Совсем другой вопрос, проявляется ли любовь к ближнему также в любви к себе. Заповедано ли нам любить самих себя, как мы должны любить ближнего своего? К этому мы вернемся в 7-й главе, где речь пойдет о любви.
3.4. Догматика и этика
В данной главе мы намереваемся очертить границы христианской этики. Что является предметом ее рассмотрения, а что нет? Мы считаем также целесообразным отличать христианскую этику от христианской догматики. Последняя имеет характерные признаки богословской дисциплины, в то время как этика обладает ими в гораздо меньшей степени. Прежде все выглядело иначе, и этика, наравне с догматикой, принадлежала к числу богословских дисциплин. Пожалуй, только одни богословы сохраняли этику как дисциплину в ряду других учебных предметов. Часто один и то же преподаватель читал оба курса: и догматики, и этики. Однако возрастание объема сугубо этических проблем привело к разрыву этой связи. То есть речь здесь идет не о принципиальных различиях между этикой и догматикой, а о традиционно сложившемся закреплении за каждой дисциплиной своих специфических задач. В настоящее время этика приобрела столь общий характер, что ее вряд ли уже можно причислить к типично богословским дисциплинам. Поскольку почти все мы так или иначе имеем дело с этикой, она приобрела значительно более широкую известность, чем догматика.
В чем различие между обеими? В догматике рассматриваются догматы, в которых речь идет об учении церкви, в то время как предметом этики является жизнь христиан. Пожелавший рассматривать догматы учения церкви в одном ряду с догматами, относящимися к житейской сфере, должен, в частности, обратиться к Десяти заповедям и Нагорной проповеди как основе христианской жизни. Слово «догма» включало в себя раньше как «предметы веры» (articula fidei), так и предписания Декалога (praecepta decalogi). Наряду с нормой, относящейся к вещам, в которые следовало «верить», так называемая norma credendorum, существует норма для вещей, которые должны быть «прожиты» (norma agendorum).

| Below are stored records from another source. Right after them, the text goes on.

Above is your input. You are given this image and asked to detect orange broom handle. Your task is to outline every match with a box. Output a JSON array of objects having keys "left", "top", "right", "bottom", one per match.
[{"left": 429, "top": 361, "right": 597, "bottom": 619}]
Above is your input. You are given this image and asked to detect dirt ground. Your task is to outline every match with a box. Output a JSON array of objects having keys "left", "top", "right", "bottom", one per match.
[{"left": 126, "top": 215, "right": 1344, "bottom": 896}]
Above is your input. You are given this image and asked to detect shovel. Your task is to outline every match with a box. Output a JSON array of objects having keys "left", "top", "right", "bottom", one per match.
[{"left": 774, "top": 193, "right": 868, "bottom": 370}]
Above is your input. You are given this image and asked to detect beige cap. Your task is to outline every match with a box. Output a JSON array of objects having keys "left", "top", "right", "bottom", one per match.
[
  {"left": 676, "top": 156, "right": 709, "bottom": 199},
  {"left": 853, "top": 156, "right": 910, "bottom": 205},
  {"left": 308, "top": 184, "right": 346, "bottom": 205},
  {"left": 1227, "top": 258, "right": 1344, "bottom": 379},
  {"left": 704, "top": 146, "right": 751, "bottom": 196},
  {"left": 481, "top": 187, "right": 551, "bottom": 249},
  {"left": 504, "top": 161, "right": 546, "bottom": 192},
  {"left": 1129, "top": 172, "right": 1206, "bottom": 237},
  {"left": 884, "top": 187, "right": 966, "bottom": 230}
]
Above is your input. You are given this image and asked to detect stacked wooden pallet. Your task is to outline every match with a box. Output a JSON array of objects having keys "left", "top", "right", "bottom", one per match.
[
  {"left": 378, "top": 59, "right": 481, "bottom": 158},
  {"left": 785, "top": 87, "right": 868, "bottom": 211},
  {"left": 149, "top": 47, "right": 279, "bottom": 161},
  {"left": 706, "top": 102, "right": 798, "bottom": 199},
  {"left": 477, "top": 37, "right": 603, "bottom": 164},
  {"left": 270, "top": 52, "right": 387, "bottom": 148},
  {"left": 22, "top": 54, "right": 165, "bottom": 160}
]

В принципе против переплетения догматических постулатов с этическими возражать не приходится. Так, «Наставление» Кальвина нельзя назвать ни догматикой, ни этикой в современном научном смысле этого слова. Но, тем не менее, мы можем говорить, что в «Наставлении» от первой его страницы и до последней учение и жизнь сливаются в неразрывное целое. Невозможно вырвать главу, в которой речь идет о жизни христианина, «De vita homins christiani» («Наставление», III, 6—8), из текста всего «Наставления», не исказив ее содержания. У Кальвина отчетливо видно (хорошо бы, если бы так было у всех догматиков и этиков), что именно любая догма (в догматике) имеет свою этическую сторону, в то время как корни любой этической проблемы проросли глубоко в почву догмы. Писание учит, что вера без дел, как и дела без веры, мертвы (Иак. 2:14-17; Рим. 4:1-3).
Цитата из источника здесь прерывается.